Mavis says we need return to 60s protests as Trump fakes it all over again
Civil rights activist and gospel queen Mavis Staples has called for a return to the protest era of the 1960s as President Trump revealed his own fake news awards.
The president cited The New York Times twice while the broadcaster ABC and the magazines Time and Newsweek were each ‘exposed’ as purveyors of fake news.
The so-called “awards” were presented in a list and picked out stories about the presidency, some of which had actually resulted in apologies weeks and months earlier.
Mavis, speaking on the BBC’s Radio Two Ken Bruce show, said: “It really is time to go back to the era of protest, like it was in the 60s with Dylan and Joan …”
Recently she was quoted as saying her new album was inspired by the politics in America today. She said: “The current political climate recalls the social-justice anthems I sang with the Staple Singers at the height of the Civil Rights movement.
“So many young boys are being stopped by the police and being killed,” she said. “We’ve got a man in the White House that is urging this stuff on, and he’s brought on a rebirth of bigotry and hate. This world … I just don’t know. I just stop myself and wonder, ‘What is going on?’ I’ve been doing some extra praying. We need it. We need it bad.”
Meanwhile, the President was mocked online after a link he posted to the Republican Party’s website, failed to load.
Basically, President Trump’s “Fake News Awards” button failed to work.
But a spokesman for the party said that a surge in traffic had crashed the website. Details of the awards instead had to be found on what appeared to be an archived version of the website before it crashed.
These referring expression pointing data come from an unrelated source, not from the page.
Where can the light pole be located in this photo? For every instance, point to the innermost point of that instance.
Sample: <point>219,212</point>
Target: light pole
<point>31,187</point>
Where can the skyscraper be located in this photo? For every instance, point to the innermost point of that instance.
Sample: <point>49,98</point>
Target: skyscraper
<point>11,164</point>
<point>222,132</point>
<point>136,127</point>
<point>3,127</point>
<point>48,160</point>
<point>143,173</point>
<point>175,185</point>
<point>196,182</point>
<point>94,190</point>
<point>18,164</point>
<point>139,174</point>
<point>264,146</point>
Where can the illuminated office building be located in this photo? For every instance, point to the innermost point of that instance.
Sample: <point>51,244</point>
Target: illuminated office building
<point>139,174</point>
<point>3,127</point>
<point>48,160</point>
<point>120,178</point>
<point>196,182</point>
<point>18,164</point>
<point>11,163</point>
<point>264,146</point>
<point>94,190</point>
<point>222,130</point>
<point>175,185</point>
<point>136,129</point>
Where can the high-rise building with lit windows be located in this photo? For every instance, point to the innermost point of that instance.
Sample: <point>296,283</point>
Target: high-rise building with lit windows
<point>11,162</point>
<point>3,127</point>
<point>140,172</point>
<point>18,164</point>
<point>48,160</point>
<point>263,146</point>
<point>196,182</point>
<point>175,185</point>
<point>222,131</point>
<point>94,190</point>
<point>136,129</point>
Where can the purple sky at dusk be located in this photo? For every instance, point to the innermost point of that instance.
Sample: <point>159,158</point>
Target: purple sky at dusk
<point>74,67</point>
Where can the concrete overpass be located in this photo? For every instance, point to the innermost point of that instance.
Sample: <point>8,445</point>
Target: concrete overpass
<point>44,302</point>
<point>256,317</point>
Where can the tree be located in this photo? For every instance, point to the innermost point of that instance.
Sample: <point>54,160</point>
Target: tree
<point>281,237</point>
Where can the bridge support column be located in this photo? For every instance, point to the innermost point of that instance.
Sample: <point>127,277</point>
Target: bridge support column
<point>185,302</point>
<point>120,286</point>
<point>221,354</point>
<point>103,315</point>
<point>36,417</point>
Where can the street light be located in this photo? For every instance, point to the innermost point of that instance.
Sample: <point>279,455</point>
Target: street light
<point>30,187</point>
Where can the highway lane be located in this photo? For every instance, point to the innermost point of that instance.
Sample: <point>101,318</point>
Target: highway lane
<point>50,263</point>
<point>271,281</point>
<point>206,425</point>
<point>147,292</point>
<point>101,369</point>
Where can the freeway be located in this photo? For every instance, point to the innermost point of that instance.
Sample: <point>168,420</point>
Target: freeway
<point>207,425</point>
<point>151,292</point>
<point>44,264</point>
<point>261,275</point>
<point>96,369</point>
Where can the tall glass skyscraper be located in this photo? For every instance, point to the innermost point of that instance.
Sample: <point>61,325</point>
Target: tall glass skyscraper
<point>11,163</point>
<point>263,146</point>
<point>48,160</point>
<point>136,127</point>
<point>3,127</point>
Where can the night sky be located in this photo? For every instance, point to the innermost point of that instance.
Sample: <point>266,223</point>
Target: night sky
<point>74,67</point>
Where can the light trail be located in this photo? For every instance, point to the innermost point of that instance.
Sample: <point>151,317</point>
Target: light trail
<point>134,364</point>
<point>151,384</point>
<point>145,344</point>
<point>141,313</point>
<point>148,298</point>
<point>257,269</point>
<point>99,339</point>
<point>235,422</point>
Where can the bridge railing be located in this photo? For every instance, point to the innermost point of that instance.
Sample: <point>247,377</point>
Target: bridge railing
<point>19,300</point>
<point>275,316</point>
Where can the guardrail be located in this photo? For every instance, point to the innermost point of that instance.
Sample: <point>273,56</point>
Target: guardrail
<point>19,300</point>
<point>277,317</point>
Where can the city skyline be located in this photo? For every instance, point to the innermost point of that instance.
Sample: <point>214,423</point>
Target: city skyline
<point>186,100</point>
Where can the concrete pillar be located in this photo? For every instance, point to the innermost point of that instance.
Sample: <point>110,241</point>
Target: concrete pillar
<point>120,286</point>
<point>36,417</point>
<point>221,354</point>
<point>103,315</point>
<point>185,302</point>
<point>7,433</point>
CNN, the broadcaster that Mr Trump has clashed with since taking office, was named in four of the 11 awards. The broadcaster “falsely reported that candidate Donald Trump and his son Donald J. Trump, Jr. had access to hacked documents from WikiLeaks”.
Another was said it “falsely reported about Anthony Scaramucci’s meeting with a Russian”. Mr Scaramucci was briefly in charge of White House communications.
A third was for when the broadcaster “falsely edited a video to make it appear Mr Trump overfed fish during a visit with the Japanese prime minister”.
The fourth award was for when CNN “falsely reported that former FBI Director James Comey would dispute President Trump’s claim that he was told he is not under investigation”.
Reporters rejected his ‘fake news’ criticisms.
The President also appeared to want to set the news agenda as he listed 11 things that the media should spend more time covering, including “historic tax cuts” and victories against the terror group Isil.
Many in the media see the “awards” as another move by Mr Trump to damage the free press because of their attitude towards him.
However supporters see it as a tongue-in-cheek attempt to expose inaccurate reporting.
Mr Trump tweeted: “Despite some very corrupt and dishonest media coverage, there are many great reporters I respect and lots of GOOD NEWS for the American people to be proud of!”
Mavis Staples, aged 78, has recently unveiled a new soul song, Build a Bridge. In it she sings “When I say my life matters,You can say yours does too/ But I betcha never have to remind anyone/ To look at it from your point of view.”